You can't accuse the film of being short on incident: Costner also has to beat up an incompetent assassin in a boulangerie, duff up the four youths molesting his daughter in a nightclub toilet, teach his daughter to ride a bicycle, AND help out the African immigrant family squatting in his flat, all while suffering from mild hallucinations caused by the wonder drug. There's torture, knockabout comedy, an entirely gratuitous scene in a strip club (where the demands of a PG13 rating have forced them to add smoke in front of the naked girls so you can't see anything), a decent enough car chase, and lots of people bloodlessly killed.
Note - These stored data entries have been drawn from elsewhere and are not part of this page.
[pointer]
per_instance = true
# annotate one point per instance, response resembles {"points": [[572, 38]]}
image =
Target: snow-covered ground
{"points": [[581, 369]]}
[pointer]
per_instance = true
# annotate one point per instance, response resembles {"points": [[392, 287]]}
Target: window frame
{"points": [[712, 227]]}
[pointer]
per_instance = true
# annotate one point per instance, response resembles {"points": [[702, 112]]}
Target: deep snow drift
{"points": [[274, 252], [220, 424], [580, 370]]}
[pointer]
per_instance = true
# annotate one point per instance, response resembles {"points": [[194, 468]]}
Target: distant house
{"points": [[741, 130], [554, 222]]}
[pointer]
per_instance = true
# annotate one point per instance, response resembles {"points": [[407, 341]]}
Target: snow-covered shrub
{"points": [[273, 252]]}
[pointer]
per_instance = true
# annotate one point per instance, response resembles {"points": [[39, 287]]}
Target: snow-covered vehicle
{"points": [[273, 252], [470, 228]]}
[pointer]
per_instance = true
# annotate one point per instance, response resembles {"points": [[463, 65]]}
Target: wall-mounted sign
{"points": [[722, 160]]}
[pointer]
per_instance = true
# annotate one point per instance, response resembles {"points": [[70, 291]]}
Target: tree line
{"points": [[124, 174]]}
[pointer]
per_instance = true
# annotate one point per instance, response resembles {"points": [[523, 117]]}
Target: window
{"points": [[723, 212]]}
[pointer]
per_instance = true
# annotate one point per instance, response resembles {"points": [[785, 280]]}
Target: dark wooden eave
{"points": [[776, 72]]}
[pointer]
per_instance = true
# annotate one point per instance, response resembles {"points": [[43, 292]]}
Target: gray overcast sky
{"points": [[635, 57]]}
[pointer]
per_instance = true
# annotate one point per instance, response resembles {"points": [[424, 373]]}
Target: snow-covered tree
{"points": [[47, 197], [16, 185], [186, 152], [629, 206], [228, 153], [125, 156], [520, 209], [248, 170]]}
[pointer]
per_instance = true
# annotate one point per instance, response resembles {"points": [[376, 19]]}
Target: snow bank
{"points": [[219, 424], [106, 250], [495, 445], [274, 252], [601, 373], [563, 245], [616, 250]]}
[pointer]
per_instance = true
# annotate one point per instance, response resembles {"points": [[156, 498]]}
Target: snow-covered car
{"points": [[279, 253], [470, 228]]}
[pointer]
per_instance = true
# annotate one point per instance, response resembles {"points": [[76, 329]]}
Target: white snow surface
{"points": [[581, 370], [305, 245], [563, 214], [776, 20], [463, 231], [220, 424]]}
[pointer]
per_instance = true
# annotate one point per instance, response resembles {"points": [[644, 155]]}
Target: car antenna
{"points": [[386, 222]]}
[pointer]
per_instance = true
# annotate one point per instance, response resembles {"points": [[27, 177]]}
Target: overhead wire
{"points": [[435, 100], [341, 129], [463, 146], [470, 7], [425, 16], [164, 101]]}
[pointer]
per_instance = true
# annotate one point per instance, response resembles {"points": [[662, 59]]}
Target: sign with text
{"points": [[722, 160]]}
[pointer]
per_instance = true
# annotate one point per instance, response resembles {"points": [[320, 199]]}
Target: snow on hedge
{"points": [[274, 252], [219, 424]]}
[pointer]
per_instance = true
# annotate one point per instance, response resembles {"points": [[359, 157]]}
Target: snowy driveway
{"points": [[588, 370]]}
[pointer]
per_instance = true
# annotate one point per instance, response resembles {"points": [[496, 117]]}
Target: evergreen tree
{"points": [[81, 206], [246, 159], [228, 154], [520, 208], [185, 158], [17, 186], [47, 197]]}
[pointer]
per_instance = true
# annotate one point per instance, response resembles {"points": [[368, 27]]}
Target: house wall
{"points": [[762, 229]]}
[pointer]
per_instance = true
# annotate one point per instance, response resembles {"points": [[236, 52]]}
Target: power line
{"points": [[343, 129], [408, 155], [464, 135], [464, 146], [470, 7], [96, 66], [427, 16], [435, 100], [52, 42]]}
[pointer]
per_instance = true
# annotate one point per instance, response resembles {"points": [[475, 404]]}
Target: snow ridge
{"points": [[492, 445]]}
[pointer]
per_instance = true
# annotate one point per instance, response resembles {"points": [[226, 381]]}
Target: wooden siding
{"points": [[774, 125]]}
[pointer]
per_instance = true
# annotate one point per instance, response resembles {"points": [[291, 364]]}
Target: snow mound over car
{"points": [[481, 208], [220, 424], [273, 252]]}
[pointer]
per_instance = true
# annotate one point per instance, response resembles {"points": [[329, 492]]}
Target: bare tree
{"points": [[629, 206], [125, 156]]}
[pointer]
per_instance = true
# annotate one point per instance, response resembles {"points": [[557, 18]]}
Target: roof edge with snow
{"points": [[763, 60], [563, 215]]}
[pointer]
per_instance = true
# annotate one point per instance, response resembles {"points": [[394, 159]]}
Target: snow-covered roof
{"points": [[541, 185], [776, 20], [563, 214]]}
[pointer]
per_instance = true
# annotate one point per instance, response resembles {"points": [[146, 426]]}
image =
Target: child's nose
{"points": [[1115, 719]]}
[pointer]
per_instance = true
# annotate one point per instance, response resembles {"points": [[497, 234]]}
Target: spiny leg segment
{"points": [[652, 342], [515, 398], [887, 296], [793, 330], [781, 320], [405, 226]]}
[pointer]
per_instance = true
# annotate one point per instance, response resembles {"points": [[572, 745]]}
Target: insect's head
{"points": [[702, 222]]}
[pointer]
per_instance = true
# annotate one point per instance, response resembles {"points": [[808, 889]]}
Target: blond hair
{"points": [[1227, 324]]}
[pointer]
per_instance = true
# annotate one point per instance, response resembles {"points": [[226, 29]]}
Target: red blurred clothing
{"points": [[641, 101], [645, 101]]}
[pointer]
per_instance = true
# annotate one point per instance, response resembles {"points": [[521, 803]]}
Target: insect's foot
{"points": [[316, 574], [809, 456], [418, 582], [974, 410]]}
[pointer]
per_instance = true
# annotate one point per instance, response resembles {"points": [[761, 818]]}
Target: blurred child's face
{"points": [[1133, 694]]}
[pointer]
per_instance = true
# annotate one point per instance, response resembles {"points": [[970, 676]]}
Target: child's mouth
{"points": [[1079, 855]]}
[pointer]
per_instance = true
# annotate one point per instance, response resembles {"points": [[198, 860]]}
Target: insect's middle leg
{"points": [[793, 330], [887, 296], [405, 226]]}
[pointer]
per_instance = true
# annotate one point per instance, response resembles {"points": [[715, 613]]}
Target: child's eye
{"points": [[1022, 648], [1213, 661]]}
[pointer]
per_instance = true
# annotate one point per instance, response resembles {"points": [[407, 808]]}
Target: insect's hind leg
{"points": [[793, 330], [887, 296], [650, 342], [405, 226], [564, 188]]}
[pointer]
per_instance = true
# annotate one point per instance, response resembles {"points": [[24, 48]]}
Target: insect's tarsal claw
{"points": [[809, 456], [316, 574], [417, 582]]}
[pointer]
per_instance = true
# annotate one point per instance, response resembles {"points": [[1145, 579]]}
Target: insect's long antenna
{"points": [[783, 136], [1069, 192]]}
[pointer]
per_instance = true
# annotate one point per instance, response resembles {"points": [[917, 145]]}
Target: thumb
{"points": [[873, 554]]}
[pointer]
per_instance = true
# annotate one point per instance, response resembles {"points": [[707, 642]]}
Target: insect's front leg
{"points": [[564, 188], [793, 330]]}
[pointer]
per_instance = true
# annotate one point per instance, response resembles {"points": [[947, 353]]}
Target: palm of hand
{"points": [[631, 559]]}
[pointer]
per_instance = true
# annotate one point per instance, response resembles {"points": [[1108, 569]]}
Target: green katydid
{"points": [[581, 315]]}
It's an awkward sub-True Lies mix of domestic sitcom and action thriller, which culminates in a desperately shoddy bit of screenwriting with a ludicrously contrived coincidence that needs to happen so the film can end but makes little or no sense as a logical plot development - out of the two million people in Paris, the boyfriend's dad's business partner just happens to be the one bloke Costner's on the hunt for. But the fact is that the comedy isn't nearly funny enough (the main joke being the conflict between Costner's family and his secret spy job), and the teen-friendly certificate means the violence isn't allowed to have much oomph behind it. 3 Days To Kill is mostly terrible, but it's not terrible enough to get angry with, just terrible enough to be unimpressed with. Plus it doesn't have nearly enough Amber Heard in it.